Install the bearing into the clutch back plate first then go to the clutch drum and release the grub screw in its hub and slide it towards the chain case until it hits the circlip on the drive shaft (if you want you can release and slide the circlip further up the shaft together with the drum so as to get a better view . This may damage any nice new paint on the shaft but that is easily touched up! Remove any roughness or burrs from the end of the drive shaft and if you wish file a slight bevel on it..

Now get a piece of thick  polythene or thin card and place on the engine platform to protect  your nice new paint and make the engine easy to slide around to line up the shaft with the bearing. Once the shaft has squarely entered the bearing you can put one hand over the starter housing and with a soft mallet gently tap the sprocket on the end of the drive shaft to complete the process. Slide back the drum and circlip - job done. Oh yes, bolt the engine down!

The advice re the cutting cylinder clutch spring only applies to Auto Certes  - Marquises don't have one!

Cutter unit springs . They are strong but so long as you release the adjusting bolts until they are flush with the nyloc or binx nuts they won't fly around. If you are concerned, hold a piece of rag over them while levering them off their abutments. Getting the bearing carriers off their pivots on the sole plate (bottom blade carrier) can be a bit of a struggle. A very thin cold chisel or  old ground down screwdriver tapped between the carrier and sole plate is useful to gradually widen the gap and work them apart.

Finally!!! other than the clutch spigot bearing which is packed with high melting point grease, Ransomes have always recommended  that  all bearings are lubricated with heavy (SAE50) oil, not grease as it does not dry out and block the nipples. Particularly important for the two through the holes in the rear roller sections  - if they dry out and the roller sections start to seize on the shaft you have a problem but that is another job for another day!!.

redfernmowers Sun, 24/06/2012

Hi wristpin, cheers on a few corrections.

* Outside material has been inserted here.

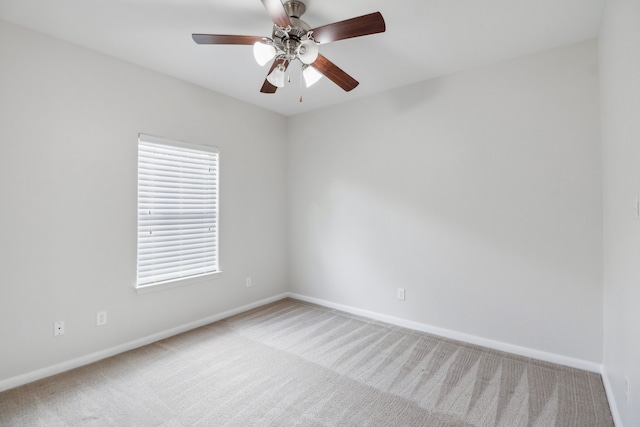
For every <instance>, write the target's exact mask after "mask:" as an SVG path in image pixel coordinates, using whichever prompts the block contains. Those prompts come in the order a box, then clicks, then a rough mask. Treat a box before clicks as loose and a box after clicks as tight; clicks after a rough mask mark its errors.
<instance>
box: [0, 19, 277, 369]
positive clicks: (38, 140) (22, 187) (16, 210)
mask: <svg viewBox="0 0 640 427" xmlns="http://www.w3.org/2000/svg"><path fill="white" fill-rule="evenodd" d="M0 64H1V65H0V200H2V209H1V210H0V223H1V224H2V238H1V239H0V337H1V342H2V344H1V346H2V351H0V380H4V379H7V378H11V377H15V376H18V375H21V374H24V373H28V372H31V371H34V370H37V369H41V368H45V367H48V366H50V365H55V364H57V363H61V362H65V361H68V360H71V359H74V358H78V357H82V356H85V355H87V354H91V353H93V352H99V351H102V350H104V349H108V348H112V347H114V346H118V345H121V344H123V343H127V342H129V341H134V340H137V339H140V338H141V337H146V336H148V335H152V334H155V333H158V332H161V331H165V330H168V329H171V328H175V327H178V326H180V325H184V324H188V323H190V322H193V321H197V320H199V319H202V318H206V317H208V316H211V315H214V314H216V313H220V312H224V311H225V310H230V309H234V308H237V307H240V306H242V305H245V304H249V303H251V302H255V301H258V300H261V299H263V298H267V297H271V296H274V295H277V294H280V293H282V292H284V291H285V289H286V239H285V236H286V229H285V227H286V219H285V214H286V209H285V206H286V198H285V181H284V180H285V176H286V174H285V161H284V158H285V138H286V127H285V126H286V121H285V119H284V118H283V117H281V116H279V115H276V114H274V113H271V112H267V111H264V110H262V109H258V108H255V107H252V106H250V105H247V104H245V103H242V102H239V101H235V100H233V99H230V98H227V97H224V96H221V95H218V94H215V93H213V92H210V91H208V90H205V89H202V88H198V87H195V86H192V85H189V84H186V83H183V82H180V81H178V80H175V79H172V78H169V77H166V76H163V75H160V74H158V73H155V72H151V71H149V70H146V69H143V68H139V67H137V66H134V65H132V64H129V63H125V62H122V61H119V60H116V59H113V58H111V57H108V56H105V55H101V54H98V53H95V52H92V51H89V50H86V49H83V48H80V47H77V46H73V45H70V44H67V43H64V42H61V41H58V40H55V39H53V38H50V37H47V36H43V35H40V34H38V33H35V32H31V31H28V30H25V29H21V28H19V27H16V26H13V25H11V24H7V23H2V22H0ZM139 132H143V133H148V134H152V135H158V136H162V137H165V138H173V139H179V140H186V141H190V142H194V143H199V144H210V145H214V146H217V147H219V149H220V161H221V175H220V181H221V199H220V209H221V218H220V227H221V229H222V232H221V236H220V248H221V254H220V262H221V268H222V270H223V273H222V275H221V277H219V278H217V279H215V280H211V281H209V282H207V283H203V284H197V285H192V286H188V287H181V288H176V289H168V290H163V291H159V292H154V293H150V294H141V295H138V294H136V292H135V291H134V284H135V280H136V221H137V218H136V215H137V213H136V209H137V208H136V203H137V199H136V198H137V188H136V186H137V175H136V174H137V136H138V133H139ZM246 276H251V277H252V278H253V287H251V288H246V287H245V277H246ZM98 310H107V312H108V324H107V325H105V326H102V327H96V319H95V317H96V312H97V311H98ZM56 320H64V321H65V322H66V334H65V335H64V336H62V337H58V338H54V336H53V322H54V321H56Z"/></svg>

just a note on the flywheel bearing. I've replaced my  damaged RL5 bearing with a fresh RL5 enclosed and there's no bearing errors at all. does the job just fine. I use K24 grease and copper anti seize grease and it works a treat.

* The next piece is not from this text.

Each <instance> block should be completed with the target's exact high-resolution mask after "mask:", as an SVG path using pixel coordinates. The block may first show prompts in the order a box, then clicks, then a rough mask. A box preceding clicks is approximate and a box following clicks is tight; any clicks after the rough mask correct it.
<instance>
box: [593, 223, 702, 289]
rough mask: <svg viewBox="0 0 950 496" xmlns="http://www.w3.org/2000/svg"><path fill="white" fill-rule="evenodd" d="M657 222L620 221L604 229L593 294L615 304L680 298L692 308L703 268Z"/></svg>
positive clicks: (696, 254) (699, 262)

I've not taken on the marquis so couldn't remember if there was a cylinder engage lever or not.

sorry for some slightly off the wall advice but it's what I do and works a treat. especially with the old girl who's just about complete today..

ed

hillsider Sun, 24/06/2012

Hi,

Just a point re the correct use of copper anti-seize grease. 

I have experienced people who insist on using anti-seize grease as a general lubricant when rebuilding machinery. These greases are very useful but they are not intended as a bearing lubricant, they do whoever do what it says on the tin very effectively.

Ray

redfernmowers Sun, 24/06/2012

as a note. use copper anti seize grease only for threads and set joints such as interconnecting joints like on  ransomes auto certes cassette systems where the bearing bodies fit to the bed knife assemblies, etc.It's amazing stuff to use but stay away from bearings. use a K42 or K2EP general purpose grease or a recommended bearing grease by your manufacturer.

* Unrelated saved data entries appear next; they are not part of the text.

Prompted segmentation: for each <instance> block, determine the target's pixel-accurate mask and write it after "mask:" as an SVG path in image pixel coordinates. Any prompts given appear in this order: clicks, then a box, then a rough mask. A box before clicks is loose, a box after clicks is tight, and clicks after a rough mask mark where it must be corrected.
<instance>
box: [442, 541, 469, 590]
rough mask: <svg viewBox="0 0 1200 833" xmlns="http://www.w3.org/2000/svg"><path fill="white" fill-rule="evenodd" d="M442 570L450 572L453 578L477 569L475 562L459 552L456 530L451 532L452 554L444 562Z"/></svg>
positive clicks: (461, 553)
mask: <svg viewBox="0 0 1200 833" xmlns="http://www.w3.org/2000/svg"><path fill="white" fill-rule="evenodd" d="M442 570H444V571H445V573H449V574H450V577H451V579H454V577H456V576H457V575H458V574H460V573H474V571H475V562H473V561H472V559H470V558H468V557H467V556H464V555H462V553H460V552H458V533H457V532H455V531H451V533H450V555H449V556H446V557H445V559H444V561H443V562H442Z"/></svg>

With copper anti seize grease, nuts, bolts and inserts become much easier to handle, insert and remove when required. it makes a huge difference when loading a new bolt into an old fitting or a nut onto a worn thread to help with chasing, etc. couldn't recommend it enough.

ed

wristpin Sun, 24/06/2012

Sorry if I misunderstood "I'd replace the bearing completely with an enclosed bearing system which will do just as good and be easier to set up. "  as meaning that you replaced the self aligning non sealed spigot bearing (RL5)  with a rigid sealed one (RLS52RS) .but now not actually sure what you mean?

Would emphasise that  Ransomes only recommend the use of oil (SAE30 or 50) for all lubrication points on the Marquis and Auto-Certes - not grease.

One further point, the cutting cylinder drive sprocket is screwed to shaft  - left hand thread i.e. clockwise to undo.

redfernmowers Mon, 25/06/2012

yep, that bloomin cylinder lol.

I have a nightmare re the cylinder. the locking bolt and washer had to be removed due to damage by the previous owner's engineer. so now I'm stuck without a 5/16 H bolt to lock the sprocket to the cylinder. no engineering suppliers near me carry anything like this as it's old stuff. so a bit screwed here lol "a bit screwed" where do I come up with all these jokes lol it's beyond me.

finally last night applied the ransomes auto certes logo to the chassis and all is feeling very nice in deed.

re the bearing you mentioned, I ordered the bearings from my supplier who also services the auto certes and uses enclosed bearings for stability and he's not had a problem with them. in fact I noticed they were much easier to load to the shafts and run smoother. mind you, I will be bedding in the system shortly. just need to replace some parts with new. mainly the throttle and drive controls with newer units due to corrosion and damage, also re casing the cables with heat shrink sleeves and new rubber handles due to damage on the original rubber  so it's benefiting from some real work.

the last thing is the grass box. so I'll get 2 pieces of 1m2 sheet 1mm thick and create the seams, inner and outer skin and the guide chute to the cylinder. An interesting sheet metal job. Then it's double coat hardening primer and the ransomes green, not forgetting a lift handle at the bottom of the box.

ed

wristpin Mon, 25/06/2012

Quote "I have a nightmare re the cylinder. the locking bolt and washer had to be removed due to damage by the previous owner's engineer. so now I'm stuck without a 5/16 H bolt to lock the sprocket to the cylinder. no engineering suppliers near me carry anything like this as it's old stuff."

Think that you will find that Ransomes can still supply the washer LCO285 (A452001013) and the screw LS2521/6 . The screw is about £3.00 and the washer about  £4.50.  A lot easier than punting about looking for specific parts that were not general hardware in the first place !

redfernmowers Mon, 25/06/2012

considering that I'd phoned ransomes today regarding the bolt and washer to be told they don't know what pat numbers they were and referred me to a supplier in oswerstry. this has been a headache today and I'm officially fed up. even a standard 5/16 left thread bolt is exceptionally difficult to find. found an automotive supplier who, when I tried to ring, put the phone down several times. not the way to do good business.

well... off to southport wednesday for more parts and stock. so should be in luck for a replacement bolt and washer.

now that I've the reference numbers, thanks wristpin, will get this sorted out.

 

ed

Aled Wed, 27/06/2012

So regarding the clutch springs would I just contact Ransomes about them directly?

wristpin Sat, 30/06/2012

Just for the record the two part numbers that I posted came straight out of a Ransomes parts book! They have been superseded when Ransomes updated their systems  (I have emailed them to you)  but if my Ransomes distributor's parts site can cope with the supersession so should theirs!

One of the problems with talking to manufacturers about old machines is that you are possibly talking to someone who has never seen the machine in question, has little idea of what you are asking and is busy, busy ,busy dealing with commercial owners of multi thousand pound machines. Having said that one occasionally  gets to speak to a "gem" who not only knows the product inside out but goes to immense trouble to help.